La Educación Musical en Argentina

La música en general

Según el autor David Elliot, la música es “esencialmente, un modo de oír los sonidos poderosamente moldeado sobre metáforas impuestas por nuestras respectivas culturales y experiencias psicofisiológias” (Elliot 15). El escuchar música es una experiencia individual que nunca repite el mismo significado, tal como la composición de música es una expresión creativa que ninguna otra persona puede replicar. Una combinación de notas simples puede hacer llorar a una persona o puede inspirar a millones; pero toda música, sin hacerle caso a las emociones que evoca, todo habla al espíritu. De esta manera, no es algo sorprendente que la educación musical tiene lugar en el sistema educativo Argentino. Sin embargo, aunque la música es una parte integral e encantadora del país y la educación musical esta presente, dicha educación es debilitada por algunos problemas que proliferan a lo largo de los programas musicales—la dependencia en ideologías musicales extranjeras, el enfoque de convertir a los alumnos en profesionales, la escasez de fondos para poder apoyar todos los aspectos del mundo musical.
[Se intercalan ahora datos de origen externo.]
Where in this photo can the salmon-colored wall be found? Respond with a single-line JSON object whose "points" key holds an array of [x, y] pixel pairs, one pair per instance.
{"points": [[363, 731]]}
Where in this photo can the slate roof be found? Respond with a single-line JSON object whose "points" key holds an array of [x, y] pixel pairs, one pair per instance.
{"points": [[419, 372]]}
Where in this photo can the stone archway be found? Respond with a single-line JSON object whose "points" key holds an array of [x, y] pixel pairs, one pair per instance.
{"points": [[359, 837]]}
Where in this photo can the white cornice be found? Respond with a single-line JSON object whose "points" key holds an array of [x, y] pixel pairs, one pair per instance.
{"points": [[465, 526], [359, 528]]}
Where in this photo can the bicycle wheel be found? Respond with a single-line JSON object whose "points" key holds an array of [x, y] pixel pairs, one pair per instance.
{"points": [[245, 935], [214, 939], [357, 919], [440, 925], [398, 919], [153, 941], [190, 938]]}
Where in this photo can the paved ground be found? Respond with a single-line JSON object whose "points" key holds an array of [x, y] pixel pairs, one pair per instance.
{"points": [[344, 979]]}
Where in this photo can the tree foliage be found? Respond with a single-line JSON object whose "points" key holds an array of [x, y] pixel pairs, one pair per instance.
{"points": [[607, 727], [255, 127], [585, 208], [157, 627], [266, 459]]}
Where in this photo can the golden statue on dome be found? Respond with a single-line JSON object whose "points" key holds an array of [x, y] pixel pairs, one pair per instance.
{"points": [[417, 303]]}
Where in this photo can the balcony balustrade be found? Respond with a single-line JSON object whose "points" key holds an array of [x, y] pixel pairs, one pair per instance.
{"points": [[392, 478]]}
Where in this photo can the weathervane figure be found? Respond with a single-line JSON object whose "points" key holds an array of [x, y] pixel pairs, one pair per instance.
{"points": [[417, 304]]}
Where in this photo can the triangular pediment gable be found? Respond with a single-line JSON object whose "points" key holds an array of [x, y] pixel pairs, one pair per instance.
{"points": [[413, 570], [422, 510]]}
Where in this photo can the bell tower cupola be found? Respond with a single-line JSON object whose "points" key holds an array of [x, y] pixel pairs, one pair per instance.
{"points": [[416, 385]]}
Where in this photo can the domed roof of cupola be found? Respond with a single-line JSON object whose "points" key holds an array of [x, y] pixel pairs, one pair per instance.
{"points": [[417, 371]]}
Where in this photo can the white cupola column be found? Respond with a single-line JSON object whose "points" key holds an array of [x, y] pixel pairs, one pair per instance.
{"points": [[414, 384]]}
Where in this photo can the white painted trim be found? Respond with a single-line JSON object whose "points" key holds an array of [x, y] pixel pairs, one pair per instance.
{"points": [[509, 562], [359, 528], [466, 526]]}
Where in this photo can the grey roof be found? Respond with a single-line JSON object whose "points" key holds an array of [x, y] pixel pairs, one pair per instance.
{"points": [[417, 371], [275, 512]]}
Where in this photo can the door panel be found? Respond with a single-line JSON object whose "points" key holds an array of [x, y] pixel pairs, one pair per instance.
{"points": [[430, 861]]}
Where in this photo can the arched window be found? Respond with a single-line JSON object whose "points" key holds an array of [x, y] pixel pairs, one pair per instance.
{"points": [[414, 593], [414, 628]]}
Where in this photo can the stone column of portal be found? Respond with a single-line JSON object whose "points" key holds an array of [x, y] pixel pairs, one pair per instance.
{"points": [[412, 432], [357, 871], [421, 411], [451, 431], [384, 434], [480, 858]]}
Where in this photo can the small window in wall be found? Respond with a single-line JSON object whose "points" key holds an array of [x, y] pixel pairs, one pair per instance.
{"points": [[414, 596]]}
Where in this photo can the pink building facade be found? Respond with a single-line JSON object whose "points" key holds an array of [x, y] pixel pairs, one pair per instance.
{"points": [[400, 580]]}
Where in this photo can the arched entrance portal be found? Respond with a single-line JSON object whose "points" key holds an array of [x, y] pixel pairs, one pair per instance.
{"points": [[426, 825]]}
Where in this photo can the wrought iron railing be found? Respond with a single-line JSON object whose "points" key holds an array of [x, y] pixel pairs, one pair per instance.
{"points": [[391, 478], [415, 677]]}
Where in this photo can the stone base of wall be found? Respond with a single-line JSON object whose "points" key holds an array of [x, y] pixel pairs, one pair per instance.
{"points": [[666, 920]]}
El origen de la educación musical en Argentina

A la llegada de los españoles al nuevo mundo, los conquistadores trajeron con ellos una cultura completamente diferente para los indígenas, y más, impusieron su cultura en ellos, el cual incluyó la música. Nuño Gabriel fue uno de los primeros expedicionarios que introdujo un tipo de música diferente a los caciques de las tribus indígenas. Él entusiasmó a los indígenas con la música europea, pero no sólo los enseñó sino también aprendió mucho sobre su arte, teatro, mitos y música. Es esta la razón que años después, cuando se fundó la Asunción de Paraguay, “este personaje excepcional creó [allí], para los indios guaraníes, la primera escuelita de música de América del Sur” (García Canepa 2).
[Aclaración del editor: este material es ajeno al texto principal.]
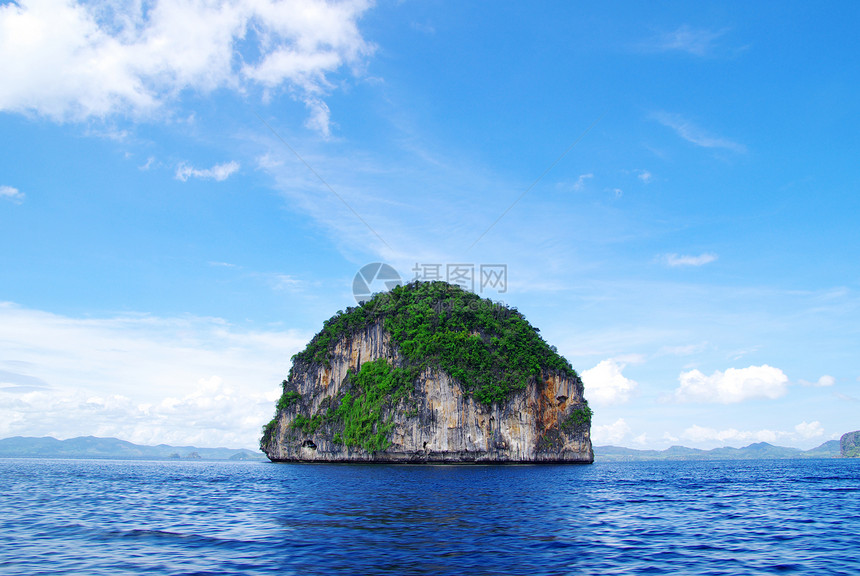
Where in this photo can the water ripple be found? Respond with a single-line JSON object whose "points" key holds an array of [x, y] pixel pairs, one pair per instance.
{"points": [[97, 517]]}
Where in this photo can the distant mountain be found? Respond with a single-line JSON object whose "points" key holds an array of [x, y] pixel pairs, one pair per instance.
{"points": [[758, 451], [112, 448]]}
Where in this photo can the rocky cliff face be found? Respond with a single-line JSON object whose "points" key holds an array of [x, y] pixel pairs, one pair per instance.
{"points": [[428, 419], [850, 444]]}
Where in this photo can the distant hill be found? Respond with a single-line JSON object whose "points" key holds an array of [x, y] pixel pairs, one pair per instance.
{"points": [[757, 451], [114, 449]]}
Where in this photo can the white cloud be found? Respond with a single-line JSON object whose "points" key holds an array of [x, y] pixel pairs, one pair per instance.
{"points": [[580, 182], [605, 384], [822, 382], [141, 378], [12, 194], [733, 385], [695, 135], [610, 433], [701, 434], [218, 172], [73, 60], [687, 39], [809, 429], [677, 260]]}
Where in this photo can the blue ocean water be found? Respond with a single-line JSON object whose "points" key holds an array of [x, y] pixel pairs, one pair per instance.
{"points": [[109, 517]]}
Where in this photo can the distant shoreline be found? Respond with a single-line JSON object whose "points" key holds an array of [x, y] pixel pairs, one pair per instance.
{"points": [[91, 447]]}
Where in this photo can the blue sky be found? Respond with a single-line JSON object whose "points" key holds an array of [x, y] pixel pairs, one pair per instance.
{"points": [[187, 190]]}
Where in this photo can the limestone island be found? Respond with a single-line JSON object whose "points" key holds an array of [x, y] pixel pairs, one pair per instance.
{"points": [[430, 373]]}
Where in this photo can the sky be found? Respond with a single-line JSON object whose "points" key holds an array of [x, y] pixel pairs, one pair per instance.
{"points": [[188, 189]]}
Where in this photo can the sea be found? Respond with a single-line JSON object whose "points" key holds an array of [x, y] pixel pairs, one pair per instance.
{"points": [[92, 517]]}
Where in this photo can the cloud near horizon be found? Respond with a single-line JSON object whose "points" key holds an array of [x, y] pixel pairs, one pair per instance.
{"points": [[73, 60], [606, 385], [732, 386], [679, 260], [140, 378], [12, 194], [218, 172]]}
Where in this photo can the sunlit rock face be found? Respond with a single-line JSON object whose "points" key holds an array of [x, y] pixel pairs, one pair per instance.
{"points": [[429, 419]]}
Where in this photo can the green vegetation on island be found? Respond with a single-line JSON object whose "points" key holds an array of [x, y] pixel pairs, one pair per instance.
{"points": [[490, 350]]}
Durante este siglo, el siglo XVI, los jesuitas también notaron la inclinación hacia la música entre los guaraníes y utilizaron la música en sus misiones para enseñarlos. Originalmente sólo se utilizó la música, especialmente el canto, como un “recurso para la implantación del credo católico” (Fernaud 271), pero eventualmente empezaron a enseñarles música de compositores europeos, les enseñaron a leer notas y a cantar en coros y les enseñaron a tocar y construir flautas. Al fin del siglo, las misiones adquirieron una reputación notable en España por no sólo tocar sino también producir música hermosa. Los europeos fundaron el primer conservatorio en San Ignacio, y para los indios de misiones, la música europea se convirtió en un fenómeno permanente. La incorporaron en su cultura y de buena gana mezclaron las melodías y los ritmos nuevos con los suyos—el cual es un ejemplo de la aceptación del mestizaje. Desde ese momento la educación musical siguió creciendo en importancia en el país. (Fernaud y García Canepa).
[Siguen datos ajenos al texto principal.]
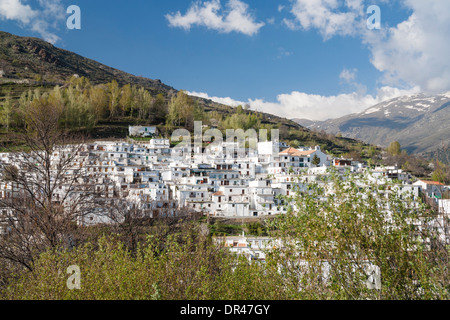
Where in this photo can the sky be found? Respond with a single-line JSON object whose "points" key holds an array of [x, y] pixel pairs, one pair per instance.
{"points": [[310, 59]]}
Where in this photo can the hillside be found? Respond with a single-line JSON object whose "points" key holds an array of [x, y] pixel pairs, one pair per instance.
{"points": [[421, 124], [29, 63]]}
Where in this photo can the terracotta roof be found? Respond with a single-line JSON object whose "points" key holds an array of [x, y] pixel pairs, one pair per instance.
{"points": [[296, 153]]}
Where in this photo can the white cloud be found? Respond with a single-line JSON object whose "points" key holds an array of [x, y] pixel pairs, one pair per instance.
{"points": [[416, 51], [15, 10], [413, 53], [41, 20], [227, 101], [348, 75], [326, 16], [316, 107], [235, 18]]}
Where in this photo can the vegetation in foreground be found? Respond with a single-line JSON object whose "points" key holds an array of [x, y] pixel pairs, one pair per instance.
{"points": [[327, 246]]}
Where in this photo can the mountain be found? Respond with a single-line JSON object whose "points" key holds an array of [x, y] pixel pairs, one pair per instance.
{"points": [[29, 60], [421, 123]]}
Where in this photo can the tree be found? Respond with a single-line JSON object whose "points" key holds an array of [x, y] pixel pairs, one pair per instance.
{"points": [[46, 193], [316, 160], [347, 227], [6, 113], [113, 98], [394, 148], [181, 109]]}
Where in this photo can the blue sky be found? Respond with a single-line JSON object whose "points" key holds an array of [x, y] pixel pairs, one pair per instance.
{"points": [[312, 59]]}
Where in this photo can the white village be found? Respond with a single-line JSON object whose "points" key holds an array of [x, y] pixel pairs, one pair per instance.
{"points": [[242, 183]]}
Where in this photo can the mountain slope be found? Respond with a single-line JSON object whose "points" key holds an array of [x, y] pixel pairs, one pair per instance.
{"points": [[27, 60], [420, 123], [28, 63]]}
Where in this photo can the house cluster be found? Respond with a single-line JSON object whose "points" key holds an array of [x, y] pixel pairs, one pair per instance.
{"points": [[222, 180]]}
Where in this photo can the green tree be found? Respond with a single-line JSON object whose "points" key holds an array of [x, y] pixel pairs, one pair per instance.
{"points": [[394, 148], [316, 160]]}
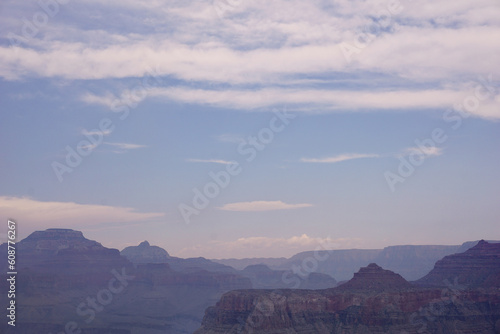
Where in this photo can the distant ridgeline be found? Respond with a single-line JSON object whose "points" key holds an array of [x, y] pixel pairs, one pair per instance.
{"points": [[460, 295], [67, 283]]}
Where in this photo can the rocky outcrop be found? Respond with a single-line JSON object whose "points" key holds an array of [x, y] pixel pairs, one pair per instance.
{"points": [[61, 274], [477, 267], [145, 253], [410, 261], [334, 311], [263, 277], [373, 301], [373, 278]]}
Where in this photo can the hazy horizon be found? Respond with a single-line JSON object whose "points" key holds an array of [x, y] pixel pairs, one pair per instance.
{"points": [[252, 129]]}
La educación musical del siglo XX

La educación musical en Argentina adoptó nuevos desarrollos pedagógicos en la educación y cambió mucho durante el siglo XX. Por ejemplo, en los años 30 adoptó el método denominado “Tonic-Sol-Fa” de Inglaterra que asignó notas con términos específicos, como Sol, Mi y Re; es un método que hoy en día se sigue usando en los programas de música. En los años 40 adoptó el pedagógico denominado “Escuela Activa” que trató de estimular a los cantantes a usar movimientos corporales mientras se inducían en la música. En los años 50, el norteamericano John Dewey declaró la importancia de usar métodos democráticos en la escuela, y en los años 60, Suzuki introdujo su famoso sistema de aprendizaje musical a través del violín. En Argentina, se vio un interés muy fuerte en la música y había una actividad intensa en las escuelas musicales con ambos profesores y estudiantes. Según el presidente de FLADEM (Foro Latinoamericano de Educación Musical), Violeta Hemsy de Gainza, “Argentina lideró la educación musical en el continente…y [publicó] las traducciones y adaptaciones de los métodos nuevos” (Gainza 3). De hecho, todos querían aprender música a través de estas nuevas ideologías. Sin embargo, aunque la Argentina adoptó muchos pedagógicos musicales nuevos, no produjo sus propios métodos de enseñanza. Como advierte Gainza, “Europa [produjo] pedagógico musical, los Estados Unidos la [comercializó] y…América Latina la [consumió]” (Hemsy de Gainza 3), y es esta dicha dependencia en ideologías extranjeras que le hizo daño a la educación musical en Argentina de hoy en día.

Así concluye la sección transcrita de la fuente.